As irmãs Barnes e Paxton são desafiadas em sua fé de forma brutalmente direta. O embate começa na sala de estar, quando o carismático e manipulador Reed declara ter encontrado a única “religião verdadeira”, provocando-as com uma confiança que beira a arrogância. A partir desse ponto, sua retórica se intensifica, atingindo níveis extremos de erudição manipulativa. Reed conduz um extenso discurso sobre a evolução da iconografia judaico-cristã, assumindo a postura de um professor provocador que não entrega respostas, mas manipula suas alunas para que cheguem a conclusões cuidadosamente dirigidas. Apesar desse excesso, Herege encontra uma maneira engenhosa de explorar os limites entre fé, esperança e provas, desafiando não apenas as protagonistas, mas também o público. A tensão crescente, cuidadosamente orquestrada por Beck e Woods, que também assinam o roteiro, é quase palpável. Mesmo quando a teoria cede lugar à prática, a narrativa mantém sua força, sustentada por monólogos provocativos que traçam paralelos improváveis entre a Torá e o jogo Monopoly. É exatamente nesse contraste entre o grandioso e o banal que o filme encontra seu equilíbrio, mantendo a tensão viva com uma inteligência perspicaz.

 

Hugh Grant domina o filme com uma performance fascinante, equilibrando charme, ameaça e uma inteligência quase insuportável. Seu personagem é uma mistura irresistível de ego e melancolia, reforçada por diálogos afiados e uma entrega que diverte e perturba na mesma medida. Chloe East e Sophie Thatcher brilham ao lado dele, suas personagens são fundamentais para contrastar com o magnetismo opressor de Reed. No entanto, há uma mudança brusca na personalidade de uma das protagonistas que enfraquece a narrativa, resultando em um arco inconsistente, que ainda me faz questionar a real intenção dos diretores.

 

A produção atinge seu auge ao mergulhar na exploração do credo alheio, revelando o quão frágil e superficial o debate religioso pode ser sob uma ótica crítica. Uma das cenas mais memoráveis do longa expõe essa fragilidade com maestria: Após um grande sermão do Sr. Reed de quase 10 minutos ser refutado com o argumento de “a porra da cabeça do deus egípcio é um pássaro”. Ou quando Grant canta Radiohead e imita Jar Jar Binks para demonstrar que todas as religiões estão equivocadas. Em outro momento, uma discussão acalorada sobre pornografia é pontuada de maneira irônica pela exibição de uma propaganda de camisinhas, gerando um contraste provocativo.

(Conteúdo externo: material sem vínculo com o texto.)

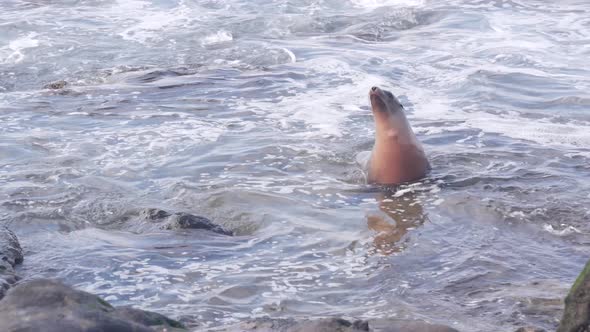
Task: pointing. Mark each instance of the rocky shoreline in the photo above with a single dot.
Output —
(50, 305)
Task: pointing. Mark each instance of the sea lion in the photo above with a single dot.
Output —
(397, 155)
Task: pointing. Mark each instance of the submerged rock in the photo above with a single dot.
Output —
(56, 85)
(576, 316)
(150, 220)
(48, 305)
(530, 329)
(338, 324)
(11, 254)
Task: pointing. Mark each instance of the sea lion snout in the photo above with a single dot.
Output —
(379, 99)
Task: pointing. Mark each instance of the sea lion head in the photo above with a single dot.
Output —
(384, 102)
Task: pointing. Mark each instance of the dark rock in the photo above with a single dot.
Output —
(530, 329)
(150, 220)
(338, 325)
(56, 85)
(402, 325)
(10, 254)
(48, 305)
(576, 316)
(189, 221)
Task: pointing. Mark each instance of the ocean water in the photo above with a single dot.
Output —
(251, 113)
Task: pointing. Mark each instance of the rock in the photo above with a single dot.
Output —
(402, 325)
(576, 316)
(338, 325)
(530, 329)
(150, 220)
(56, 85)
(10, 254)
(48, 305)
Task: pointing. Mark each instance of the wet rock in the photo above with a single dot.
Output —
(338, 324)
(48, 305)
(11, 254)
(56, 85)
(156, 219)
(530, 329)
(576, 316)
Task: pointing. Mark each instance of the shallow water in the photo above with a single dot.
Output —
(251, 113)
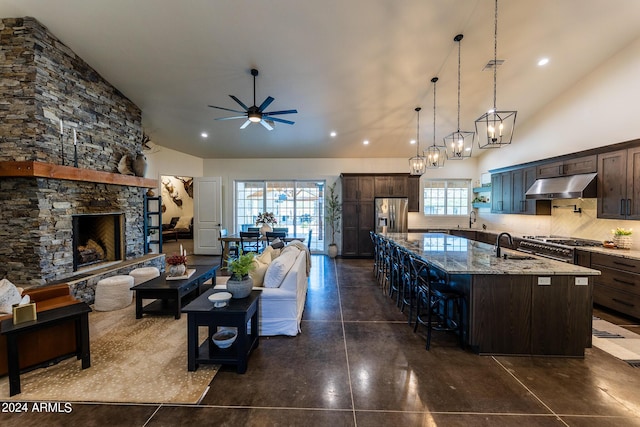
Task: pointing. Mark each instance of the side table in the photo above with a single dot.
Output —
(77, 312)
(201, 312)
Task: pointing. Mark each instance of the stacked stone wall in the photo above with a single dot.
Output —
(41, 82)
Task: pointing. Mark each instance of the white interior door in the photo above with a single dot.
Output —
(207, 215)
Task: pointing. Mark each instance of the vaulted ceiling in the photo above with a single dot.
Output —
(356, 67)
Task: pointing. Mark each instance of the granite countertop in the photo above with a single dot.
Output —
(457, 255)
(623, 253)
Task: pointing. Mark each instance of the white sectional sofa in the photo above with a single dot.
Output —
(281, 307)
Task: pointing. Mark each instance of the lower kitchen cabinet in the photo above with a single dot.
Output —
(538, 315)
(618, 286)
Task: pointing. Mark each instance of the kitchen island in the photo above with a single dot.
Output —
(533, 306)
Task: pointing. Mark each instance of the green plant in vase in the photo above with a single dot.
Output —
(333, 214)
(240, 283)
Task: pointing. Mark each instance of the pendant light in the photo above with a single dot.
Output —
(459, 144)
(495, 128)
(435, 157)
(417, 164)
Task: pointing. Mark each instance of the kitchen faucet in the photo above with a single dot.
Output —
(498, 242)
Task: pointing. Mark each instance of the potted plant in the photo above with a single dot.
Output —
(333, 214)
(240, 283)
(266, 219)
(622, 237)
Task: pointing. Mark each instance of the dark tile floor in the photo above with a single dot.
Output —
(358, 363)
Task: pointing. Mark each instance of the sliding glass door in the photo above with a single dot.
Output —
(297, 205)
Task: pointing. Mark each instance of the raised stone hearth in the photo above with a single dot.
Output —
(42, 82)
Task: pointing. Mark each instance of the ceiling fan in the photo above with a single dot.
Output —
(256, 114)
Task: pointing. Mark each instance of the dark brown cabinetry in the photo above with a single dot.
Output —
(413, 190)
(619, 184)
(536, 305)
(618, 286)
(357, 214)
(578, 165)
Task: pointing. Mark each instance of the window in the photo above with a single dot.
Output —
(446, 197)
(297, 205)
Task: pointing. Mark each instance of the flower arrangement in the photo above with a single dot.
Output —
(622, 232)
(176, 259)
(266, 218)
(241, 266)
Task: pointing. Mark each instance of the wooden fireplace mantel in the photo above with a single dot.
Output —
(34, 169)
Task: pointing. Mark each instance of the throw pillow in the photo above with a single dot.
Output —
(9, 295)
(278, 269)
(257, 274)
(184, 222)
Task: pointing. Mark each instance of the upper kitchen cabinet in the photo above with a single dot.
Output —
(501, 193)
(574, 166)
(391, 185)
(619, 184)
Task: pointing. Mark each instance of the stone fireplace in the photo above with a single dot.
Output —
(97, 240)
(42, 213)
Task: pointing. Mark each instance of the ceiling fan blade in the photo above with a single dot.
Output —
(275, 119)
(239, 102)
(266, 125)
(273, 113)
(232, 118)
(227, 109)
(265, 104)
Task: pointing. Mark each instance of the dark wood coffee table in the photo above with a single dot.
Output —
(164, 290)
(79, 313)
(201, 312)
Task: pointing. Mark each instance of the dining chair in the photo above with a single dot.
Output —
(273, 235)
(250, 241)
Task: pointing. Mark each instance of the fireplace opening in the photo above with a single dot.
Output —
(97, 239)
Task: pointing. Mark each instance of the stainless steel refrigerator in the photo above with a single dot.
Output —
(391, 215)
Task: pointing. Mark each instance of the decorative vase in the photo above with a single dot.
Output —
(140, 165)
(265, 228)
(333, 250)
(177, 270)
(623, 242)
(240, 288)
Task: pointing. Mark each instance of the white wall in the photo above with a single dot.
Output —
(328, 169)
(600, 109)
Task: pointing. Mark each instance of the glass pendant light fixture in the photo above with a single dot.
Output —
(459, 144)
(417, 164)
(495, 128)
(435, 157)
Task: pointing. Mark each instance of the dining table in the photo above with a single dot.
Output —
(231, 238)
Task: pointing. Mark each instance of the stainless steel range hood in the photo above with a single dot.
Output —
(564, 187)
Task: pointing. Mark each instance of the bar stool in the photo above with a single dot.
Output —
(436, 300)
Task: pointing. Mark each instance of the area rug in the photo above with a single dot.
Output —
(617, 341)
(132, 360)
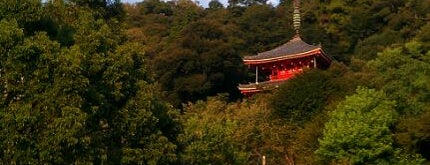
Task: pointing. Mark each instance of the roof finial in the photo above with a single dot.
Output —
(296, 16)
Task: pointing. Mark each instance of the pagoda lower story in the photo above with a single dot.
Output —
(276, 66)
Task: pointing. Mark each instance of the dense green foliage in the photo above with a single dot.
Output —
(358, 130)
(101, 82)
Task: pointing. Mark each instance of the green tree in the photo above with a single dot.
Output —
(358, 131)
(92, 102)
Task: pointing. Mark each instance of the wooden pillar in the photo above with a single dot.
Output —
(263, 161)
(256, 74)
(315, 62)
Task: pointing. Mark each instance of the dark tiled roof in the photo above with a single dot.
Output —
(292, 47)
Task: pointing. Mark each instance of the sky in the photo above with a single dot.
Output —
(204, 3)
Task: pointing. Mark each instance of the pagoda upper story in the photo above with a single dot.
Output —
(293, 49)
(275, 66)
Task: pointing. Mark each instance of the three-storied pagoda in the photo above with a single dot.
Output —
(285, 61)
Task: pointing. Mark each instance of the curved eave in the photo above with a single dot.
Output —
(290, 56)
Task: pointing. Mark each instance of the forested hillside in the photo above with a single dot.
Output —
(101, 82)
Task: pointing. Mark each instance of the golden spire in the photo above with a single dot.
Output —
(296, 16)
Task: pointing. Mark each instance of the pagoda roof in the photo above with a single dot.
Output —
(294, 48)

Curiosamente, essa abordagem propositalmente superficial não enfraquece a narrativa. Pelo contrário, é na combinação de erudição e humor irreverente que Herege encontra seu ritmo, transformando o que poderia ser uma crítica hermética em uma comédia sagaz que ridiculariza a pretensão de certezas absolutas.


Infelizmente, Herege perde força ao se aproximar de seu clímax. O último ato recai em truques previsíveis e um suspense genérico, com Beck e Woods adotando um tom excessivamente conciliador. Embora alguns possam apreciar essa liberdade interpretativa, o que prevalece é uma dualidade que compromete a coesão narrativa e dilui o impacto emocional do desfecho. Apesar do título prometer ousadia e provocação, o filme hesita em levar sua heresia às últimas consequências, deixando a impressão de que as protagonistas carregam mais coragem do que a trama ousa sustentar. O resultado é uma obra mais divertida do que ambiciosa, erguida sobre as performances cativantes de seu elenco e uma execução técnica impecável. No entanto, falta o ímpeto para realmente desafiar o sagrado — o que é uma pena, considerando que um Deus digno de devoção provavelmente perdoaria um vilão Hugh Grant exaltando Star Wars: Episódio I – A Ameaça Fantasma com a mesma reverência dedicada à Bíblia.